Issues with the overarching themes and characterizations aside, “Interludes And Examinations” is a fantastic episode. The core of it is the tense scene where Sheridan confronts Kosh, demanding that the Vorlons join the war against the Shadows. Bruce Boxleitner plays this scene so well that it's easy to forget that he's acting against a giant puppet. I remembered his anger and his resolve, but what struck me about it this time around what how remarkably well Boxleitner added vulnerability to his lines. His voice cracks with desperation, anxiety, and even betrayal as the scene progresses, and that “encounter-suited butts” line even works.

The episode's title may feel deceptive in retrospect, but it's actually a surprisingly accurate depiction of what it's like to watch. Unlike almost every other major episode of Babylon 5 so far, “Interludes” feels slower, smaller, and more personal, in an entirely good way. This probably has a lot to do with the intensely character-based stims plotline Dr. Franklin is going through. This isn't a surprising storyline—it's been coming for a season, if not longer—and I'm not sure that any of its scenes in this episode are especially excellent. But it keeps the whole thing grounded and almost somewhat naturalistic, a phrase that's almost never possible to apply to Babylon 5.

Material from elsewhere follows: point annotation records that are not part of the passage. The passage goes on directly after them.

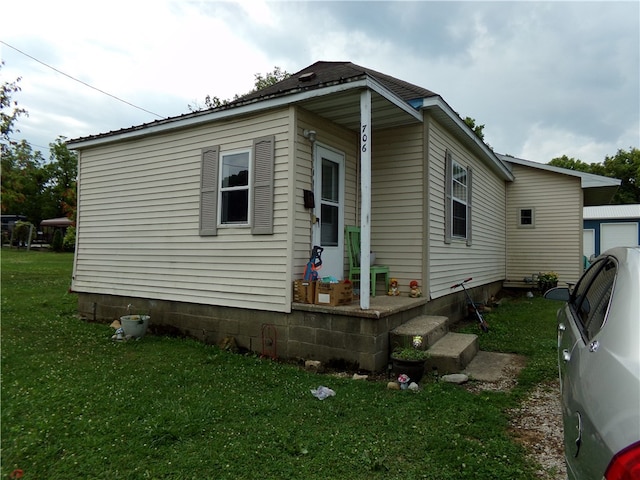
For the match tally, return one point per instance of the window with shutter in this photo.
(209, 191)
(227, 190)
(264, 153)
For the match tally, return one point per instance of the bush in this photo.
(56, 243)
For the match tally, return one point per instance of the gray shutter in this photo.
(447, 196)
(263, 159)
(469, 209)
(209, 192)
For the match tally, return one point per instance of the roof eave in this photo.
(256, 105)
(436, 103)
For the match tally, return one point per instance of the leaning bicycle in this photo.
(484, 326)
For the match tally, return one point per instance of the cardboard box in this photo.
(304, 291)
(334, 293)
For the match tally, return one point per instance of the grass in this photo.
(77, 405)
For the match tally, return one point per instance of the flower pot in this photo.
(414, 369)
(135, 325)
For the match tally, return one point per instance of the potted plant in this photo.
(410, 360)
(134, 326)
(547, 280)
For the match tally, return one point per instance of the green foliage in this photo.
(30, 186)
(21, 231)
(477, 129)
(77, 405)
(410, 353)
(69, 240)
(9, 111)
(57, 241)
(624, 165)
(270, 78)
(571, 164)
(261, 81)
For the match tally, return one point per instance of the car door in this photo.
(580, 361)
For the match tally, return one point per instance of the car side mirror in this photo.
(557, 293)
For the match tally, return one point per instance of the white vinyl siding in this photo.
(484, 259)
(139, 221)
(555, 243)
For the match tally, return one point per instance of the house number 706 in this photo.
(364, 139)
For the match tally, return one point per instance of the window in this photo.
(457, 201)
(526, 218)
(590, 299)
(234, 188)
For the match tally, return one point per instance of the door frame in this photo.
(332, 257)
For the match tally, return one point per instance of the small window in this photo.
(526, 218)
(234, 188)
(459, 201)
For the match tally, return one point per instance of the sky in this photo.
(546, 79)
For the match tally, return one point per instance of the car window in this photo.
(590, 299)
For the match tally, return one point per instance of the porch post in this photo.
(365, 202)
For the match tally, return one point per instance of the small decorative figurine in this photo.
(414, 289)
(393, 288)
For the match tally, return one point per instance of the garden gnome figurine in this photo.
(393, 288)
(414, 289)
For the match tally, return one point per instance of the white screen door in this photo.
(329, 194)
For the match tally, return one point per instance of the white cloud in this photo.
(545, 78)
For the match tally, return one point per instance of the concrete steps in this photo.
(452, 353)
(431, 328)
(449, 352)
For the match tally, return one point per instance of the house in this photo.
(544, 219)
(609, 226)
(205, 219)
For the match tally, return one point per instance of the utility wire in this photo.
(79, 81)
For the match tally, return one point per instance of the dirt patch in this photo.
(537, 425)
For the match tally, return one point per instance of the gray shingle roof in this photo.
(322, 74)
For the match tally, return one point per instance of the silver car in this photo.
(599, 364)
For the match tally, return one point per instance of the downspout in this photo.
(365, 207)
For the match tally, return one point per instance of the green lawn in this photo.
(77, 405)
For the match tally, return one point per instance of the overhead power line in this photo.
(79, 81)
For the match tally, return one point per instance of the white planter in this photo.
(135, 325)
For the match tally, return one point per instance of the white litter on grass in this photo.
(323, 392)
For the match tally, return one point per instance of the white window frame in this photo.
(461, 201)
(533, 218)
(222, 189)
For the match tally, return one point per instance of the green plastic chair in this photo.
(353, 247)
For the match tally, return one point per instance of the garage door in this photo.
(618, 235)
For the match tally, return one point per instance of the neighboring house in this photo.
(544, 219)
(609, 226)
(51, 225)
(205, 219)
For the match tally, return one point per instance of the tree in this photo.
(260, 82)
(23, 180)
(571, 164)
(9, 111)
(62, 173)
(624, 165)
(477, 129)
(270, 78)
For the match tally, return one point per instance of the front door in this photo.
(328, 232)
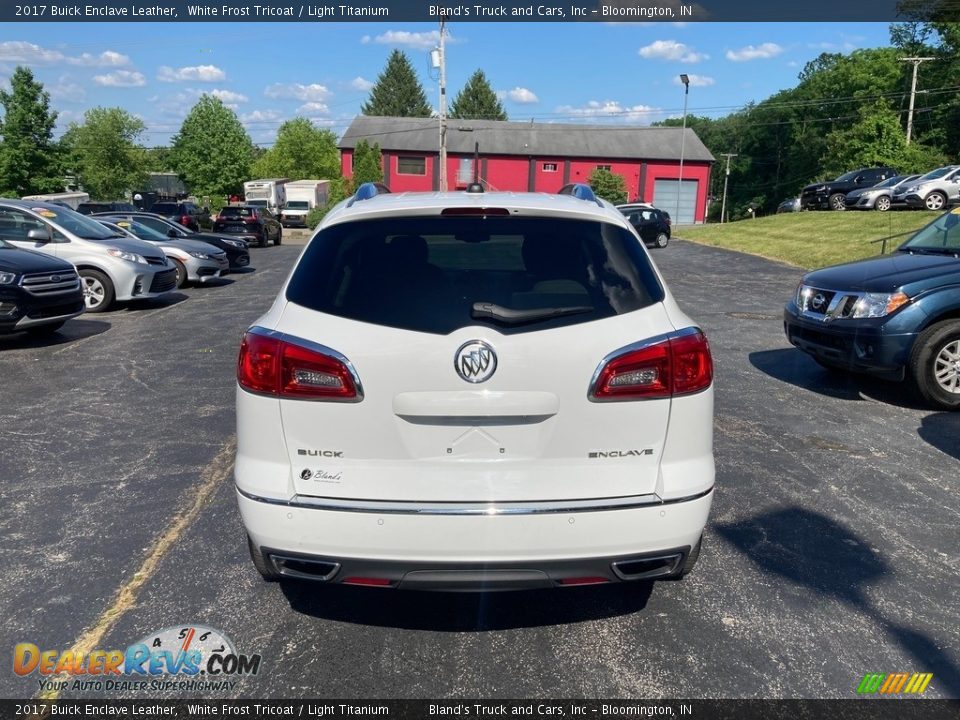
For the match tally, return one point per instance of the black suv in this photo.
(896, 317)
(38, 293)
(651, 224)
(832, 195)
(188, 214)
(256, 224)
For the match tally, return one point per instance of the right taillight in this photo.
(677, 365)
(270, 365)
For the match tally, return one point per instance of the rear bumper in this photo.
(461, 547)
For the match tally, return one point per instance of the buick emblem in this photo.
(475, 361)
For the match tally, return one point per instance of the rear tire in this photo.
(934, 365)
(98, 290)
(261, 563)
(181, 273)
(935, 201)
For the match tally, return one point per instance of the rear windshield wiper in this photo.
(516, 317)
(931, 251)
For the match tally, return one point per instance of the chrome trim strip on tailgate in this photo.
(393, 507)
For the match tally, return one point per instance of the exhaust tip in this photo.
(303, 569)
(649, 567)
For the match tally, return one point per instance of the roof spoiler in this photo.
(581, 191)
(367, 191)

Londo's storyline keeps the episode anchored to character in a different way. Awaiting the return of Adira, his dancer lover from a (not very good) earlier episode, he wants to avoid galactic politics and pain and sorrow. This is told primarily through over-the-top statements (“Gods, Vir, I feel happy. I'd almost forgotten what it was like!”) and flashbacks of that true love. Of course it will end in pain, but it also effectively balances out the epic other side of the plot, while still being related via Mr. Morden.

The more times I watch “Interludes And Examinations,” the more interesting I find it. Sometimes that's due to its quality, sometimes due to its place within Babylon 5's overarching structure. It's one of the show's most critical episodes, in multiple senses of the term.

Stray observations:

  • A few later revelations will alter how we perceive the relationship between Kosh and the Vorlons, and the Vorlons and the rest of the galaxy, but I think that the relationship between Kosh and the characters (and audience) remains as I've described it. Feel free to agree or disagree in comments....
  • A bit of direct serialization: visually, this episode starts immediately where “Ship Of Tears” left off.
  • “We carved up the galaxy, you and I.” If you ever say something like this, that's probably not a good sign. Of anything.
  • “I think you are using us as, shall we say, agents of chaos?”
  • “Every time someone says we're becoming a paperless society, we get 10 more forms to fill out!”
  • “And if those samples show what I think they show, Stephen can kiss the rest of his career goodbye. I am trying to help him.” GEE, GARIBALDI, YOU DON'T THINK THE WHOLE SECESSION THING MIGHT HAVE CHANGED HIS CAREER TRAJECTORY?
  • “You can never go wrong with garters. Enh. You might.”
  • “Impudent!” “Disobedient!” “Up yours!”
  • “You do not understand. But you will.”
  • “As long as you're here, I'll always be here.”
  • “Give me this and the safety of my people. Give me that and let the galaxy burn. I do not care anymore.”